Owned by Dan Bradley, a Midwest native who moved here a year ago with his wife, Kari, Bullzerk celebrates the idiosyncrasies of Dallas’ neighborhoods and the running jokes about them that locals can appreciate.
A graphic designer by trade, Bradley and his staff develop shirts like “Highland Park: Don’t Act Like You’re Not Impressed” and “I Can’t Afford To Love Dallas Women” in-house, from concept to printing, which gives them the flexibility to also go after Dallas trends.
“Dallas makes fun of itself more than other cities,” says Bullzerk owner Dan Bradley. “It’s really been unbelievable. Nobody’s left the store like, ‘What the heck is this?’”
“Each week we release two new designs, depending on what’s trending,” Bradley says. “If Mama Bear didn’t get a car, we were going to create a shirt and release the proceeds. Everyone that works here is a designer who is funny and unique. We’ll print one shirt and get the feedback and see if it’s worth doing a run or not.”
Bradley says he decided to open Bullzerk as an answer to what he sees as increasingly impersonal big-box stores.
“This hyper-local movement was going on, but nobody was filling the gap,” he says. “Big corporate box stores are getting more and more impersonal and expensive, and it’s the same old stuff. There was also the gap in the tourist section that touches on some funny issues and the real city. A lot of that is just stuff you can get at a gas station.”
He says that Bullzerk, which also carries glasses, prints and books with its slogans, wants to poke fun at Dallas without ever being mean-spirited about it. The store did an early print that read “Keep Dallas Boring,” as a riff on “Keep Austin Weird,” but ultimately he decided it didn’t fit Bullzerk’s style.
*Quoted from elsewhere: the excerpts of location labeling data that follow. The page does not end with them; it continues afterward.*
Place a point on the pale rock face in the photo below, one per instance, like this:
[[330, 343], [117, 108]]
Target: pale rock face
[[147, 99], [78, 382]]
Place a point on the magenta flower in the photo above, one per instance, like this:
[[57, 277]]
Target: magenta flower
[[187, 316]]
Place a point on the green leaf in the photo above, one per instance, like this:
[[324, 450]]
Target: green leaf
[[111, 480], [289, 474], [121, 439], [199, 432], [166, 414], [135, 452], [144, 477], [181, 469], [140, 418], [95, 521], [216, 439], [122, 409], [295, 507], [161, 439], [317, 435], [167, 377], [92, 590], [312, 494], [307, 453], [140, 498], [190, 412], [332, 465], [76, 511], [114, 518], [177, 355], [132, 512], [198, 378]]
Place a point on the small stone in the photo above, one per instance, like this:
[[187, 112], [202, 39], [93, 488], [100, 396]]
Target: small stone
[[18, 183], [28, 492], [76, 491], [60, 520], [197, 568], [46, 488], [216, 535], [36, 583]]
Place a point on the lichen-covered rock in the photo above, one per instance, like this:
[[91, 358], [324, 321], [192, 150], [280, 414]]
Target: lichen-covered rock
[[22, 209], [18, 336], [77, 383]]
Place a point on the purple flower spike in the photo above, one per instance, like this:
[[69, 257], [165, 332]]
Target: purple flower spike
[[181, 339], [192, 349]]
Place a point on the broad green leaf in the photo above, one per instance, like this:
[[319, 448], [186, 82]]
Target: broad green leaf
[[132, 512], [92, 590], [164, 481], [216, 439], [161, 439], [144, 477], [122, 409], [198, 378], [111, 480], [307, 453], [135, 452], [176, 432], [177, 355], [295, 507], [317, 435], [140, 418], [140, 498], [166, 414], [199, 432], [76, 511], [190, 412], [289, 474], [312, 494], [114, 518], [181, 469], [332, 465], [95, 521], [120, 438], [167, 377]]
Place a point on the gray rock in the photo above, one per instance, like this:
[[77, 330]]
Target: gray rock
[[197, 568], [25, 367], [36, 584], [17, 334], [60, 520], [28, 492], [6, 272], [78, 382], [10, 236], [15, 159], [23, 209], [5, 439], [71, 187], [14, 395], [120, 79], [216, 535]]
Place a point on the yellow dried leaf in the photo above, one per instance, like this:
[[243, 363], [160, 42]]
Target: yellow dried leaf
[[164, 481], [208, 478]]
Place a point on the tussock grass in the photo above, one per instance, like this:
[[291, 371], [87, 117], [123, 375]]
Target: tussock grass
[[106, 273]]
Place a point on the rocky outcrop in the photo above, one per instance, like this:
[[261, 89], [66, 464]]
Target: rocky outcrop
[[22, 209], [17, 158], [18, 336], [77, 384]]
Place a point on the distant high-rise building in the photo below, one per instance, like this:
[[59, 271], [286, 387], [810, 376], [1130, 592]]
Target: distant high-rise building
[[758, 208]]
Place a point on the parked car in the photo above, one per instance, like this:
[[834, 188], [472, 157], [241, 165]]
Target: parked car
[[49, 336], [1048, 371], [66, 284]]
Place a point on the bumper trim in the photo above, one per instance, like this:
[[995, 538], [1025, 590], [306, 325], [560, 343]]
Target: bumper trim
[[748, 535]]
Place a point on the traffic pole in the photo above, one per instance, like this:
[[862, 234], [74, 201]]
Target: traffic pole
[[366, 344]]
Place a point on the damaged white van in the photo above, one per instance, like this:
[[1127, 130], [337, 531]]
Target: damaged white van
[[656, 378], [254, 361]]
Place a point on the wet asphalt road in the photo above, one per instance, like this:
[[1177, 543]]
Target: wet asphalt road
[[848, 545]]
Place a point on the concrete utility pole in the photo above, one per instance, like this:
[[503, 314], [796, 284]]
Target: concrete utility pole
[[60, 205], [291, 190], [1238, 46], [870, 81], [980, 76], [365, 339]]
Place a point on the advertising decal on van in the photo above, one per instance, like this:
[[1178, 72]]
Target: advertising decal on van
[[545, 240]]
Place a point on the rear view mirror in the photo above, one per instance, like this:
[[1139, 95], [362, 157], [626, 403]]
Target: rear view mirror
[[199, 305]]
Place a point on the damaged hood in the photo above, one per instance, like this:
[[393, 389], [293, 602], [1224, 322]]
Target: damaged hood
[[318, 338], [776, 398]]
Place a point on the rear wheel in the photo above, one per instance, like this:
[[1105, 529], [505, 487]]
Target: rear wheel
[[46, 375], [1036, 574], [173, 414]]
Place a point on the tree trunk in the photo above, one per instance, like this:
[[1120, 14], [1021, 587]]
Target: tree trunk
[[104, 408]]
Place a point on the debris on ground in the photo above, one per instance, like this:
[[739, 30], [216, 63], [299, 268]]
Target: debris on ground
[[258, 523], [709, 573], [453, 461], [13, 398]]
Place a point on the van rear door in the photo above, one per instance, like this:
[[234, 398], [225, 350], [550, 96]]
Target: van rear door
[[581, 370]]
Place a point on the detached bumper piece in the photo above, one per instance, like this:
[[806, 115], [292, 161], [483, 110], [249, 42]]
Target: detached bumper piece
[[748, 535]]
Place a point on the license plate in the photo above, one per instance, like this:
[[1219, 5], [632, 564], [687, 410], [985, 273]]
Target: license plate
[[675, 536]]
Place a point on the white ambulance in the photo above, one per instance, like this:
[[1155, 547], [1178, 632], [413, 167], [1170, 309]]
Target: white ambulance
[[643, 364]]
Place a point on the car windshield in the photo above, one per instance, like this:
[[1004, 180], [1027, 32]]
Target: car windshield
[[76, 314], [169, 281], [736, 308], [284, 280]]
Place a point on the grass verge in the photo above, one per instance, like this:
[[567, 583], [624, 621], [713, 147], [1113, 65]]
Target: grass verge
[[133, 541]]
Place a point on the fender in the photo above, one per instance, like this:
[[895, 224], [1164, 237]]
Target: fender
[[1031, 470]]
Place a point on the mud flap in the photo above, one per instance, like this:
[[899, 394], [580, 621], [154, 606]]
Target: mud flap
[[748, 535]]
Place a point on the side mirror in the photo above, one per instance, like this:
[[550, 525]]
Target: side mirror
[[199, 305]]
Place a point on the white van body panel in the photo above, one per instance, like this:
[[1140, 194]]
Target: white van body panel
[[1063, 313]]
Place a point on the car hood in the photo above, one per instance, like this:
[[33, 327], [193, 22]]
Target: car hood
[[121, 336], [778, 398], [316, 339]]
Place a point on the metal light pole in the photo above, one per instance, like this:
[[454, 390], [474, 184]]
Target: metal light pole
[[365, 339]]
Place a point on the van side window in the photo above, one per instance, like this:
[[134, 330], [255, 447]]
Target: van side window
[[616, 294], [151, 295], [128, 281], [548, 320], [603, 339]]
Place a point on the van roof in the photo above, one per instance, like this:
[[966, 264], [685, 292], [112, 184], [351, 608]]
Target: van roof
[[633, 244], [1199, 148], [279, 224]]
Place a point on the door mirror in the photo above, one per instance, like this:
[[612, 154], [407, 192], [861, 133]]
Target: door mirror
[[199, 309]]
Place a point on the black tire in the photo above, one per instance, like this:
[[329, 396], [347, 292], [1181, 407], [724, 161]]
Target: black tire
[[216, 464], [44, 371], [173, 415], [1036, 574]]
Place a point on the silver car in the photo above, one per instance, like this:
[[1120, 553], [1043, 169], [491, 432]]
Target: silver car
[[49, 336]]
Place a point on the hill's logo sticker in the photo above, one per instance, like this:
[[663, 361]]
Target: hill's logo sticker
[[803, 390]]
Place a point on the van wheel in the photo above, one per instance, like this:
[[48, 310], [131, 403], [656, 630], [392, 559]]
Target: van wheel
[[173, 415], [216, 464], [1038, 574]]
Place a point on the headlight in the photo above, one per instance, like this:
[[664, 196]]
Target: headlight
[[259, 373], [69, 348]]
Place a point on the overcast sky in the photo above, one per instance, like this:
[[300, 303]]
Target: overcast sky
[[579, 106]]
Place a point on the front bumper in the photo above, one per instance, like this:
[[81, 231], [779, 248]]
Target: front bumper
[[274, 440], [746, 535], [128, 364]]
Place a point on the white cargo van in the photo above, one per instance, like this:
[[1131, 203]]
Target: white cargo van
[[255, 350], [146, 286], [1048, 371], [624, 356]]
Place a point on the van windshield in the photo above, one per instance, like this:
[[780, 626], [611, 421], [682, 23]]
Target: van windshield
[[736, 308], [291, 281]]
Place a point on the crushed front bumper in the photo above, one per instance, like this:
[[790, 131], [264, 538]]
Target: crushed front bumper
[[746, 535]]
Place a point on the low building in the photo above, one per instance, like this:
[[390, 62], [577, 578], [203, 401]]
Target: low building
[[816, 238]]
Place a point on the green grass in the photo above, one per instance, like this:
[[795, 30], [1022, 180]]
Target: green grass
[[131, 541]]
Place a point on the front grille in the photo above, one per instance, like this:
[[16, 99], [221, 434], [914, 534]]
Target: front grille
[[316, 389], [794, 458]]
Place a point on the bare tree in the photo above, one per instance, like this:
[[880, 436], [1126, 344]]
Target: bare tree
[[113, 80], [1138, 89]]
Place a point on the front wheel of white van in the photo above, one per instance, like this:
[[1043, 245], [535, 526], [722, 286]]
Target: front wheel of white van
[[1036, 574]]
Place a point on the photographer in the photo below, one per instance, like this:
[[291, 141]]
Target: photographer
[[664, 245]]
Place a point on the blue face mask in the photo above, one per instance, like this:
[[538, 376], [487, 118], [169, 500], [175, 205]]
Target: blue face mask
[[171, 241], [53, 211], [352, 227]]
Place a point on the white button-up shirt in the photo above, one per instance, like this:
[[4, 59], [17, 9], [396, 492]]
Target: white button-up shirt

“It’s a funny T-shirt, but ‘boring’ isn’t uplifting,” he says. “It’s supposed to hit on a touchy issue in a way that’s funny, but it’s got to be positive. On the reverse side of that, they have to draw your attention.”
Besides giving Bullzerk the flexibility to get a new shirt design on the shelves in two hours, printing in-house also lets Bradley keep costs down. All of his shirts sell for $23. “No boutique can touch my numbers,” he says.
Bradley wants to expand Bullzerk to Fort Worth within the year, and he promises completely new material wherever the company grows. He says that Dallas was the perfect launching pad to show that a city can laugh at itself a little bit.
“Dallas is one of those cities that makes fun of itself more than other cities,” he says. “It’s really been unbelievable. Nobody’s left the store like, ‘What the heck is this?’ It’s humbling that Dallas has embraced this concept.”